Читать книгу Die Witwe und der Wolf im Odenwald - Werner Kellner - Страница 16
ОглавлениеKapitel 12
Katra Romanescu, geboren am Sonntag 27.11.2004 in Rescita, ledig. Ihr Vater Konstantin war ein arbeitsloser Trinker, die Mutter Valentina arbeitete als Putzfrau. Katra war vor der mittleren Reife von der Realschule in Rescita abgegangen, träumt von einer Modelkarriere in Deutschland, wird von der Mafia in der Seniorenoase als Sexsklavin gehalten.
Marbach Stausee, Montag 31.8.2020, 08:00 Uhr
Maxim saß in seinem Büro im Erdgeschoß der Pflegeoase „Jungbrunnen“ und unterschrieb gerade drei neue Werkverträge für ‚Reinigungskräfte‘ im Heim, nachdem er die Beschreibung der Mädchen geprüft hatte, die sein rumänischer Vermittler über seinen Sicherheitschef der Seniorenoase angeboten und geliefert hatte.
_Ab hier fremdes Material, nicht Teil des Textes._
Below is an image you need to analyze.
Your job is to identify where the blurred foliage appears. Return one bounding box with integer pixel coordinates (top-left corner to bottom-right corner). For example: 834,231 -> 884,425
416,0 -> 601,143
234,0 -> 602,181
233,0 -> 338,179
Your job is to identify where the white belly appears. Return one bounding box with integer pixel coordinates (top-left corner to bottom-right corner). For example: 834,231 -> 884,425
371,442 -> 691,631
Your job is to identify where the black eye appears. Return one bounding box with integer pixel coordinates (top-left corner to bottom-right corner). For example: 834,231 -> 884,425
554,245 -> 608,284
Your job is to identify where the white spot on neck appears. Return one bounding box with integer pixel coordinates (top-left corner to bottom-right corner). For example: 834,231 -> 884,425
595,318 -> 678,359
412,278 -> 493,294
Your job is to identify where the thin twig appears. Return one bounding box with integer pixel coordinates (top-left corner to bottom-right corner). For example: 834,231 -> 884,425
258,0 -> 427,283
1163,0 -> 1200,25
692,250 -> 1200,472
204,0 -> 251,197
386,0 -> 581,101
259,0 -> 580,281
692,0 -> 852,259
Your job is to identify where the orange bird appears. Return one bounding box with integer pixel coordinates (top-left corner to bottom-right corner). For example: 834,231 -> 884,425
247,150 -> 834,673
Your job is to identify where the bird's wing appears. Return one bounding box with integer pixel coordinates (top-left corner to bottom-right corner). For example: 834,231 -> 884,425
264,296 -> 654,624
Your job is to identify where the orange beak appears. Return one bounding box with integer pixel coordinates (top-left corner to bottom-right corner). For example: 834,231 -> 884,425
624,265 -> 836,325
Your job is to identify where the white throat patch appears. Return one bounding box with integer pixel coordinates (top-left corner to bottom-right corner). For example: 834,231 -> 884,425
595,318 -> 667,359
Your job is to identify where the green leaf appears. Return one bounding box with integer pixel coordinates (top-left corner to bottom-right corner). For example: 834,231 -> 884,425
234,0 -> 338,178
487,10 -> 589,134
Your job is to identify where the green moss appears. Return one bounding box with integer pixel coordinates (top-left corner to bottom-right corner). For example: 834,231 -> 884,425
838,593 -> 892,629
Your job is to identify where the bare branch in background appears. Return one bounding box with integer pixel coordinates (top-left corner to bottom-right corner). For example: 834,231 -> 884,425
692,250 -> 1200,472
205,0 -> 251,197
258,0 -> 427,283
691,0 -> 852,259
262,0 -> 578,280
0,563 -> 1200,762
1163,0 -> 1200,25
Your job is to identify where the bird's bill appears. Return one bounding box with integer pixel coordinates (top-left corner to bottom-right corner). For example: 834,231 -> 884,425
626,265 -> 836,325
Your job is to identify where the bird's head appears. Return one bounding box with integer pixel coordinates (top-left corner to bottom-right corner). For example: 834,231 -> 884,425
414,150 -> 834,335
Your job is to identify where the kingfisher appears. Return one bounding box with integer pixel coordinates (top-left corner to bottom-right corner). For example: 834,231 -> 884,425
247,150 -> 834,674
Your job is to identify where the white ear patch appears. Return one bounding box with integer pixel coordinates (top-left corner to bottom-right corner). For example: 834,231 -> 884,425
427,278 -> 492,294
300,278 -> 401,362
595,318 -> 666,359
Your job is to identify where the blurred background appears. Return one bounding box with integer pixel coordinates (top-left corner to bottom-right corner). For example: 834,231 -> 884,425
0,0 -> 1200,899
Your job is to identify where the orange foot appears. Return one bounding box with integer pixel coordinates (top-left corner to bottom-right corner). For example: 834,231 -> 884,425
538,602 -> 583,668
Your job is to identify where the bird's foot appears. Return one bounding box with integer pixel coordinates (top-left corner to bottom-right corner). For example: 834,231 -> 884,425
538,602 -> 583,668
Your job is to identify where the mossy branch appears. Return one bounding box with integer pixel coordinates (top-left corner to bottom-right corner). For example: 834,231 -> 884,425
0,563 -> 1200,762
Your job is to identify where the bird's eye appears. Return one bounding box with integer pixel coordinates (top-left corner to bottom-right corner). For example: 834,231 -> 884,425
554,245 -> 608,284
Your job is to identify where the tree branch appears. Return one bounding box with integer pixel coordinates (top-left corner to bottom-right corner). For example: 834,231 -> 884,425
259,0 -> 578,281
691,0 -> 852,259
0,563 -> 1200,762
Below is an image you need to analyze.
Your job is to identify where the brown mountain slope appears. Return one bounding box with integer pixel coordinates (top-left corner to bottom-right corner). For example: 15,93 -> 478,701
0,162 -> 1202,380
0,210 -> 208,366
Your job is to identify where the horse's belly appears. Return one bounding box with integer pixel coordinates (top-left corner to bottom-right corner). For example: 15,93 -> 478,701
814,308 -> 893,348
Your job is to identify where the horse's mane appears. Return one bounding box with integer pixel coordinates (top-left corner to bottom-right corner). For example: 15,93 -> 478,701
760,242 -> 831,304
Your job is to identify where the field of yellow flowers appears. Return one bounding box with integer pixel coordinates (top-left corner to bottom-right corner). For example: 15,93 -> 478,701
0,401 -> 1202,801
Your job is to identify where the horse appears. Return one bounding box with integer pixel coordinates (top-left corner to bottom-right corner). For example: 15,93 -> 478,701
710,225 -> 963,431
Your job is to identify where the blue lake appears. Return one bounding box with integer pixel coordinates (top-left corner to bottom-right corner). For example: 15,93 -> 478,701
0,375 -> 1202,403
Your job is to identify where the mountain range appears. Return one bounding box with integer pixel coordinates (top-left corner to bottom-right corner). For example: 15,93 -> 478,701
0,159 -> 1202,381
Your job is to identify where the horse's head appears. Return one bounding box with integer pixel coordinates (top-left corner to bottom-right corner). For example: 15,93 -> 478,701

Der Agent erfüllte Maxims Spezifikation, was Alter, Aussehen und den familiären Hintergrund der Mädchen anbelangte wie immer perfekt.
Die gutaussehenden Mädchen waren wie gewünscht sehr jung und stammten durchweg aus desolaten Familien. Die Eltern der Mädchen waren froh, dass wenigstens ein Familienmitglied Geld verdiente. Er hatte wie immer die Altersangaben der jungen Dinger im Werkvertrag für die Aufsichtsbehörde und das Einwohner Meldeamt passend gemacht. Den üblichen Eignungstest für den Spezialservice des Hauses mit der hübschesten von allen, der sechszehnjährigen Katra, hätte er direkt auf seiner Besuchercouch erledigt, wenn ihm sein Boss aus Kaliningrad sein Lieblingsprogramm nicht über den Haufen geworfen hätte.
Das Telefonat mit seinem Boss vor drei Tagen war diesmal anders gelaufen als üblich. Vitali hatte erstmal über die Disziplinlosigkeit seiner Leute getobt, und mit Konsequenzen gedroht und vor allem seinen Besuch in der Seniorenoase mit entsprechend rauem Unterton angekündigt.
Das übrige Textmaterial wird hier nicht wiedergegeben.